而身为下等人的时迁,却也只能在地上将就一宿了。
时迁默默的在四人的脸上扫视了一圈,听闻鼾声渐起,于是一脸疲惫的伸了一个懒腰,默默的倒在地上呼呼大睡了起来。
是夜。
丑时三刻。
时迁迷迷糊糊的坐了起来,侧头瞥了一眼正在倒头大睡的四人,从喉咙里挤出一声冷笑,遂借着窗外的月色,缓缓的站了起来。
夜深人静之际,稍微有点响动便会惊扰到旁人,即便时迁倍加小心,仍旧将警惕性极高的年长金兵给惊醒了过来。
年长金兵冷冷的看着时迁的背影,道:“你在做什么?”
做贼心虚的时迁闻言被惊得不禁一蹦老高,循声回头看向年长金兵,心有余悸的拍了拍胸脯,陪着笑脸说道:“小的正欲外出如厕,不想却被哥哥吓了一跳,哥哥的狮吼功当真越发的了得,险些吓得小人七魂丢了六魄。”

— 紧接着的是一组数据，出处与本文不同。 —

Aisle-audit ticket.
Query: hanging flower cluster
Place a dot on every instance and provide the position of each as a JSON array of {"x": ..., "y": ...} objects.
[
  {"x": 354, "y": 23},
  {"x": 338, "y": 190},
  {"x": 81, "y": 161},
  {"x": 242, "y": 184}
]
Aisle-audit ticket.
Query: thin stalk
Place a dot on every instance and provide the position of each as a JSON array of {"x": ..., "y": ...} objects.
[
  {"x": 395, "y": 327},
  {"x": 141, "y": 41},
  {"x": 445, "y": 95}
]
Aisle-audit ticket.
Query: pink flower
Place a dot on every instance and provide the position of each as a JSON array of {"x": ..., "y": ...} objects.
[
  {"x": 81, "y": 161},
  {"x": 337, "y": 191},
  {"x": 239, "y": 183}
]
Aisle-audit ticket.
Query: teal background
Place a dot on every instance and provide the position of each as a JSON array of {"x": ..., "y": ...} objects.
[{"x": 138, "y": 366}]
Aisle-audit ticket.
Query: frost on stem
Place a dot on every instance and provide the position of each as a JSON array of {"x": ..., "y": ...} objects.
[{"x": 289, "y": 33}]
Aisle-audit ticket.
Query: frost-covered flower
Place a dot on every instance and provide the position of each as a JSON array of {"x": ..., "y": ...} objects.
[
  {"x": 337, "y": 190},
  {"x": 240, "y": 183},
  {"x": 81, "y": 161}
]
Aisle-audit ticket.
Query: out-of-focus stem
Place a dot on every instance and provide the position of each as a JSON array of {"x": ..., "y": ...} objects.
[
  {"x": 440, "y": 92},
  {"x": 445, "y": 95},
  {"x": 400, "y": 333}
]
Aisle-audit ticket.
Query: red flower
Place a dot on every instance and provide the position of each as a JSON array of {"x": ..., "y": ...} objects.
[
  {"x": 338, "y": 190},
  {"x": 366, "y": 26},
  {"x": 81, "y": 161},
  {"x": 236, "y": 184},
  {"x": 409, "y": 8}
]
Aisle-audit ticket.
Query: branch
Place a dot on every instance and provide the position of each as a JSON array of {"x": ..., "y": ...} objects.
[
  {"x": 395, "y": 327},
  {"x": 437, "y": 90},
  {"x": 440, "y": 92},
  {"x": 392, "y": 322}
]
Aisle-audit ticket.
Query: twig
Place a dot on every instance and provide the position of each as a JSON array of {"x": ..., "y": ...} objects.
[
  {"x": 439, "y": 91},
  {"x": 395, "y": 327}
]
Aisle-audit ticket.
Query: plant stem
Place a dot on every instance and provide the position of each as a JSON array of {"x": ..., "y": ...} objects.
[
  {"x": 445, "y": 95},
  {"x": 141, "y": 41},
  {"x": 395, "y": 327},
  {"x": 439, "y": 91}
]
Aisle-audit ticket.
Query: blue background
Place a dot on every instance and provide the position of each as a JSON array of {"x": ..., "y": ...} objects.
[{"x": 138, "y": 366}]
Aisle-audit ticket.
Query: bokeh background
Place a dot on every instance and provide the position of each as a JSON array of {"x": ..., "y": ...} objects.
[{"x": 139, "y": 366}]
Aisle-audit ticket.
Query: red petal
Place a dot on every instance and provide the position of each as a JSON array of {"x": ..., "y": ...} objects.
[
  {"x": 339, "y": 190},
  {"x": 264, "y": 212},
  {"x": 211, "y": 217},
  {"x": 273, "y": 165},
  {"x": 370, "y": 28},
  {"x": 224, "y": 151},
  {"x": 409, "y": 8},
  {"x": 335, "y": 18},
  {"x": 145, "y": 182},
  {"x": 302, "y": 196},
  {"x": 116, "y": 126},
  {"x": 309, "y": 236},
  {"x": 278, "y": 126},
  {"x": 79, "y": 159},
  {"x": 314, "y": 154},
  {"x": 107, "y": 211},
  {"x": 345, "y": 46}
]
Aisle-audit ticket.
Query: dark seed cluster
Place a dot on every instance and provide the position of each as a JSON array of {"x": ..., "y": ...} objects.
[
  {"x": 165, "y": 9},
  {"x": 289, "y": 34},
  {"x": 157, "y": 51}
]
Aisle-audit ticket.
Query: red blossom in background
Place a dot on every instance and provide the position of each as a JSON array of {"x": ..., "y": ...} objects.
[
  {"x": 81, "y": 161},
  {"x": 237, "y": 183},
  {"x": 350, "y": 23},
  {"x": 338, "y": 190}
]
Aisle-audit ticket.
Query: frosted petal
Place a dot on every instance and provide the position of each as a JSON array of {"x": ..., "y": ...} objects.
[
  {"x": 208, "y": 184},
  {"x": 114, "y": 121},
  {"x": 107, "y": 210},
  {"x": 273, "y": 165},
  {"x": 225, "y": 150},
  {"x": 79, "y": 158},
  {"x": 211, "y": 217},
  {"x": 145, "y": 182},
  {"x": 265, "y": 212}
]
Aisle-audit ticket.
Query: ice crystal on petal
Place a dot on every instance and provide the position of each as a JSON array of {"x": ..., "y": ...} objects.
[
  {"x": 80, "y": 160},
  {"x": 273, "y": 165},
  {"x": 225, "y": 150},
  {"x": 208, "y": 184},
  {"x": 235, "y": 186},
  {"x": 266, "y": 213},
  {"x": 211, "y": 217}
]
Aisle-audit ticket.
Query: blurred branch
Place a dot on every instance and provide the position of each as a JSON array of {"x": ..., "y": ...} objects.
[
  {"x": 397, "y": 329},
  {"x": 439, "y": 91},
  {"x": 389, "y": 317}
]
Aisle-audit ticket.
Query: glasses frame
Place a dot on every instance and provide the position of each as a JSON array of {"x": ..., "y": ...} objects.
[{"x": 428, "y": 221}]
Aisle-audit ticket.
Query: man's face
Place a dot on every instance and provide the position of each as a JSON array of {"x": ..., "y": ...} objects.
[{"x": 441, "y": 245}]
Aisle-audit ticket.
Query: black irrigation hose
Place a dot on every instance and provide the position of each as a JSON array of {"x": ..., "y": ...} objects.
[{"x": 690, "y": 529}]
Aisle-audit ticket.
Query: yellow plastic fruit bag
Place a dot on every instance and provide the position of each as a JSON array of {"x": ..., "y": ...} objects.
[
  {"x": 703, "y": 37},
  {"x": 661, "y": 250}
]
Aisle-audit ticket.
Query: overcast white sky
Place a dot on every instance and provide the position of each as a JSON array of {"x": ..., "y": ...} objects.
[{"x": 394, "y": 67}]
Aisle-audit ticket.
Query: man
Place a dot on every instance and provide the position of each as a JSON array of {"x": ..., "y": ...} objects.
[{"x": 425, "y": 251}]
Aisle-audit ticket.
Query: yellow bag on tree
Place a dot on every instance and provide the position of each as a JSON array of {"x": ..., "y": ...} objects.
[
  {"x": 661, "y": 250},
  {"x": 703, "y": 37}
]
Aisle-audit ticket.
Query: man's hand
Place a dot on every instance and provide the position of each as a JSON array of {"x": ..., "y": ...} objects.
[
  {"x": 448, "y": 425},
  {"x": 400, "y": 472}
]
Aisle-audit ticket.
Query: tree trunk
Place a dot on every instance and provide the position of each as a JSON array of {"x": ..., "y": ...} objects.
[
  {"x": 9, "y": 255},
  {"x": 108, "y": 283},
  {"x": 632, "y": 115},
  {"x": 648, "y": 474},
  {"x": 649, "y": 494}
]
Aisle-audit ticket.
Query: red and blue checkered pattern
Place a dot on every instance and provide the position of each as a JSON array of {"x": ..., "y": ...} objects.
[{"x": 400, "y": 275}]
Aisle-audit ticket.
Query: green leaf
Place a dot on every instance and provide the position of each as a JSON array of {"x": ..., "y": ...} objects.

年长金兵闻言,不以为意的撇了撇嘴,冷冷的说道:“尿在夜壶里。”
时迁闻言,连忙点头哈腰道:“是。”
说罢,从床下取来夜壶,旋即背对着年长金兵,痛痛快快的放了把水。
年长金兵不知道的是,时迁在解手时,刻意将一部分尿液给尿在了自己的袖子上。
解手过后,时迁又蹑手蹑脚的将夜壶塞在了床下,遂蜷缩在角落里,默默的闭上了双眼。
随着时迁口鼻发出震耳欲聋的鼾声,年长金兵才终于放下戒备,再次沉沉的睡了过去。
大约过了一刻钟左右。
时迁在角落里翻了一个身,遂缓缓睁开双眼,从怀中取出一根迷香,轻击火石,将迷香点燃,遂以满是尿液的袖口掩住口鼻。
又过了半刻钟左右,时迁故意在房间内制造出一些轻微的声音,这一次,再也没有人开口训斥自己。
时迁蹑手蹑脚的来到年长金兵的床前,探手抓向被他压在身下的锦盒,从中取出以火漆封口的密信,随即陷入了短暂的沉思之中。
良久之后。
时迁心下一横,决定打开火漆,拆开密信,而后借着微弱的月光,细细的查看了起来,看罢之后,他皱眉想了想,道:“虽说我不懂这封信中的内容到底意味着什么,但是,若我反其道而行之,应该总没有错吧?”
时迁说罢,默默地点了点头,遂从腰间抽出佩刀,在其余四人被迷香迷晕的情况下,挥刀刺向了四人的心口。
待四人尽皆身死之后,时迁带着那封密信,接着夜色的掩护,纵马直奔向兴元府行去。